CTOS Digital’s Strong Pipelines To Boost Quarters Ahead Amid Court Ruling

RHB Investment Bank (RHB) continues to like CTOS Digital as the leading credit reporting agency. It has a recession–proof business model and multiple growth avenues in the digitalisation age, which deliver solid earnings and cash flow generation.

RHB stays on BUY and MYR1.77 TP, 26% upside. CTOS declared a first interim DPS of 0.64 sen (1Q23: 0.43 sen) and its 1Q24 revenue of MYR71.6m (+20.1%) and core PATAMI met RHB’s and Street’s estimates.

Healthy double-digit revenue growth was seen in all segments – key accounts (+36.2%), commercial (+6.7%), and direct-to-consumer (+14.5%) – boosted by higher sales of data systems reports and digital solutions.

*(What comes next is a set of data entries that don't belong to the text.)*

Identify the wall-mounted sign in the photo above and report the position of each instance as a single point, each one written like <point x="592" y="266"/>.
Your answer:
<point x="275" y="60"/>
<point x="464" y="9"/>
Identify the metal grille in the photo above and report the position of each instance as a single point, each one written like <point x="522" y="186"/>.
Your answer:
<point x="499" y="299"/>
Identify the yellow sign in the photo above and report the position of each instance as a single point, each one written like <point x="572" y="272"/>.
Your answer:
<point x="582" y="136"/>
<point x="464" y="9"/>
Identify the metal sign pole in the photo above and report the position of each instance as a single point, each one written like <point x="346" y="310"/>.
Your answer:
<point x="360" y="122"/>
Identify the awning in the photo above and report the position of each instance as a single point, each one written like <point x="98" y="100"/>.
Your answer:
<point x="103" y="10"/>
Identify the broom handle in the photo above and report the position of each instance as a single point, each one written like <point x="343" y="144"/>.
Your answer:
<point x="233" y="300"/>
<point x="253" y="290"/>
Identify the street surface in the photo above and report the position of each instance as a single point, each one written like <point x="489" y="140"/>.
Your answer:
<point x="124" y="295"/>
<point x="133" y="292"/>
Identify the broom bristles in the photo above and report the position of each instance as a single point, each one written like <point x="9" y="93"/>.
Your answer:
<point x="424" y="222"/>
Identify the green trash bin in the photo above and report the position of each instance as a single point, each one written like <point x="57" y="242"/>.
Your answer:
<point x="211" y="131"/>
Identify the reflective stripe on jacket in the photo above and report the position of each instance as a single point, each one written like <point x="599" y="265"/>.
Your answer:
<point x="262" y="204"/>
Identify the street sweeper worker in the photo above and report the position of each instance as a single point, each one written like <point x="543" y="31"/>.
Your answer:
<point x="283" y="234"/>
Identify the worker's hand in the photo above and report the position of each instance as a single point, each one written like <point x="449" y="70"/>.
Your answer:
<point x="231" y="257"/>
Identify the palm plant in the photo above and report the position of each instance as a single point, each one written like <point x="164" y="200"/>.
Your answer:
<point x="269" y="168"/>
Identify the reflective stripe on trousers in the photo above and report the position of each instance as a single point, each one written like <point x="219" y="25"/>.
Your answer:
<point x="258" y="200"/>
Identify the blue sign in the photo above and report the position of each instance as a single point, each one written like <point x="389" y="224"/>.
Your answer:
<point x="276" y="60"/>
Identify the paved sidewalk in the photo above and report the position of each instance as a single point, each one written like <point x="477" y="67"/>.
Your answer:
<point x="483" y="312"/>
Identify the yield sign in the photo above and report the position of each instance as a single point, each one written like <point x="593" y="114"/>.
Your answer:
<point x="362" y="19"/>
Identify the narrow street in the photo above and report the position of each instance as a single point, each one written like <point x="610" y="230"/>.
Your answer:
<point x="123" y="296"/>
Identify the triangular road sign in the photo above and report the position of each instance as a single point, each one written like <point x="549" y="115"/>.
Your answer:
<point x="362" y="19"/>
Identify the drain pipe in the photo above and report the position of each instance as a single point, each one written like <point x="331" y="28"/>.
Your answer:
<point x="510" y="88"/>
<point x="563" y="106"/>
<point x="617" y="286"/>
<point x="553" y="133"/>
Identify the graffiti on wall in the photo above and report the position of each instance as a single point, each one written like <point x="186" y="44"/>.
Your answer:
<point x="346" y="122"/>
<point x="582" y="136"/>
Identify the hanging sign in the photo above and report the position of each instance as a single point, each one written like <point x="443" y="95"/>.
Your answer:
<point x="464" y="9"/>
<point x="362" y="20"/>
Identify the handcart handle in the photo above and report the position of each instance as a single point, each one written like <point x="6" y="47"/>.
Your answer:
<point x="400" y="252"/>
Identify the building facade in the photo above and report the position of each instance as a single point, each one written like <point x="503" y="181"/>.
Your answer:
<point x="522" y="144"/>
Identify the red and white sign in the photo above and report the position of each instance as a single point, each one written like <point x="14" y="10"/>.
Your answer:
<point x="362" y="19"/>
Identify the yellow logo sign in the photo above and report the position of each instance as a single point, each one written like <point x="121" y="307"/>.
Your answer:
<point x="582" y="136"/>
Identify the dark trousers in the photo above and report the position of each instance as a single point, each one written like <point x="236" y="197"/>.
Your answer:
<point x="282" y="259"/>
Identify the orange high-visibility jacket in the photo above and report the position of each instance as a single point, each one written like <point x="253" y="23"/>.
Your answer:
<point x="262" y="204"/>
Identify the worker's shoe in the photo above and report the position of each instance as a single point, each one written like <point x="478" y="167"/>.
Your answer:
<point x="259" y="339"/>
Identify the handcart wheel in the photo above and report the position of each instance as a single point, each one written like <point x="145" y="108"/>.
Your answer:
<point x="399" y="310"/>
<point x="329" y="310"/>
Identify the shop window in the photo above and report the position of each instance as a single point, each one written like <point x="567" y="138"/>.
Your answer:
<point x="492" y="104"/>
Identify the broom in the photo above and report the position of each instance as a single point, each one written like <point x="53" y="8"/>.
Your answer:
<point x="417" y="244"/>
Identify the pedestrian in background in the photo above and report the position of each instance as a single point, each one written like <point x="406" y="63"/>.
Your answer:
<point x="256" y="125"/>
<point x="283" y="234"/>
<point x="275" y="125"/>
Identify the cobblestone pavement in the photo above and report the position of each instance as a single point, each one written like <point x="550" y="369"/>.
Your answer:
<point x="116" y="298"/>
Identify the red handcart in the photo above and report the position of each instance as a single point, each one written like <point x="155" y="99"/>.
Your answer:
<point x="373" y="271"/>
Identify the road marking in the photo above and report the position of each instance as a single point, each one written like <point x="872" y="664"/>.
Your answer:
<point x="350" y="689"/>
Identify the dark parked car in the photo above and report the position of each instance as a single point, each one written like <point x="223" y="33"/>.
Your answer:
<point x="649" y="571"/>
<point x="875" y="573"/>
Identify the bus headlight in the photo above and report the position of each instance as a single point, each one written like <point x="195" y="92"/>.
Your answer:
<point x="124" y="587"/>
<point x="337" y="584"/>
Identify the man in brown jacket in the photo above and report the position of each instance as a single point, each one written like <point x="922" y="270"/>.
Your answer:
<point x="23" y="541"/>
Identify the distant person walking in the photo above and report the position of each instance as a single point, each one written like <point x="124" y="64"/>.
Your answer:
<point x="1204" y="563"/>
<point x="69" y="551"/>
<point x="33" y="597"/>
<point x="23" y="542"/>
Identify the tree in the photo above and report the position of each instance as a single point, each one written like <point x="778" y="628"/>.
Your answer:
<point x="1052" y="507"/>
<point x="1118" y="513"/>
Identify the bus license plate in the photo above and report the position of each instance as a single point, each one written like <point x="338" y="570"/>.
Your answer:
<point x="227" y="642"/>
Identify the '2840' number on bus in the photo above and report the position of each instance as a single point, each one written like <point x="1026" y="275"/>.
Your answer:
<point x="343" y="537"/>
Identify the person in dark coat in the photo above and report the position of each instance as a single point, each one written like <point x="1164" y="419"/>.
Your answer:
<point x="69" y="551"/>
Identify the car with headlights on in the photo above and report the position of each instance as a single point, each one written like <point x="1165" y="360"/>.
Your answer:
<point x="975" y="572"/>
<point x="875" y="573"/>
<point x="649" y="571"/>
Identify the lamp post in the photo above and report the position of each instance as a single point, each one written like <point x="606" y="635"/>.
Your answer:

Margins and costs. Gross profit dipped to 73.2% (1Q23: 79.8%) on the lower margins for the digital solutions and international segments. Core PATAMI margin was bogged down by higher depreciation & amortisation charges, selling & marketing and administrative expenses, and lower associates’ profits. International operations (newly acquired subsidiaries) booked revenues and profits of MYR8.5m and MYR0.3m, while share of profits from associates contracted 18.7% YoY to MYR1.8m due to lower contributions from Juris Technologies or JurisTech and losses from RAM Holdings given the seasonally weak quarter.

Sequentially weaker. CTOS posted sequentially weaker revenue (-2.1%) on the back of a lower business run-rate in 1H and certain revenue deferments for a few major projects.

The 26% QoQ contraction in core PATAMI was further affected significantly by lower associates’ profits and higher depreciation & amortisation charges. These were compounded by a high base effect in 4Q23 following the recognition of certain comprehensive portfolio reviews and analytics services.

RHB said management remains optimistic on CTOS’ growth trajectory and is adamant on meeting internal targets – driven by a strong pipeline and customer conversions, and upselling of analytics services and other solutions in the international segment.

Domestically, higher adoption of digital solutions for eKYC multi-face ID, comprehensive portfolio reviews and analytics products, and on-boarding of new customers will drive growth for FY24.

At associate level, the digital platform launch, product expansions, and new project wins are among the growth catalysts. Management also said the hearing date for the appeal on an ongoing litigation case is fixed for 9 Jul.

Court Ruling Overshadows Earnings

Operationally, it appears CTOS, based on its  CTOS’s 1QFY24 results to be business as usual with the appeal hearing date of an unfavourable court ruling recently fixed for Jul 2024.

Kenanga Investment Bank (Kenanga) today said they remain cautious with CTOS’s ongoing predicament and maintained their forecasts, and TP of RM1.15 with an UNDERPERFORM call.

CTOS’s 1QFY24 net profit of RM20.8m only made up 16% each of both  our full-year forecast and the full-year consensus full-year estimate.  However, Kenanga deems the results within expectations as they expect a stronger 2H due to seasonal factors, coupled with a better project flow  expected during the later part of the year.

The group emphasised on its ability to meet its earnings  target of RM125m-RM130m on the back of back-loaded earnings  amidst several on-going projects which could materialise in subsequent  periods. Under its belt are enhanced e-KYC digital solutions as well as  subscription-based features which may also register chunky revenue  recognitions while supporting a higher recurring fee business model. 

With regards to its recent court ruling, the group shared that it has fixed  the hearing date of its appeal on 9 July 2024, of which it is confident to  succeed. In between, the group has yet to experience the emergence  of new litigation cases aside from the five on-going ones. 

While there could be merit to the group’s legitimacy  in offering key credit scoring solutions, Kenanga believes the elephant in the room still stands, i.e. the court’s interpretation that poses a challenge to  CTOS’s business model.

So far, it does not appear that an injunction of any sort will be sought by any party against its products. Nonetheless,  Kenanga believes the onus is on CTOS to show that the court decision will  have no impact on its day-to-day operations and financial performance.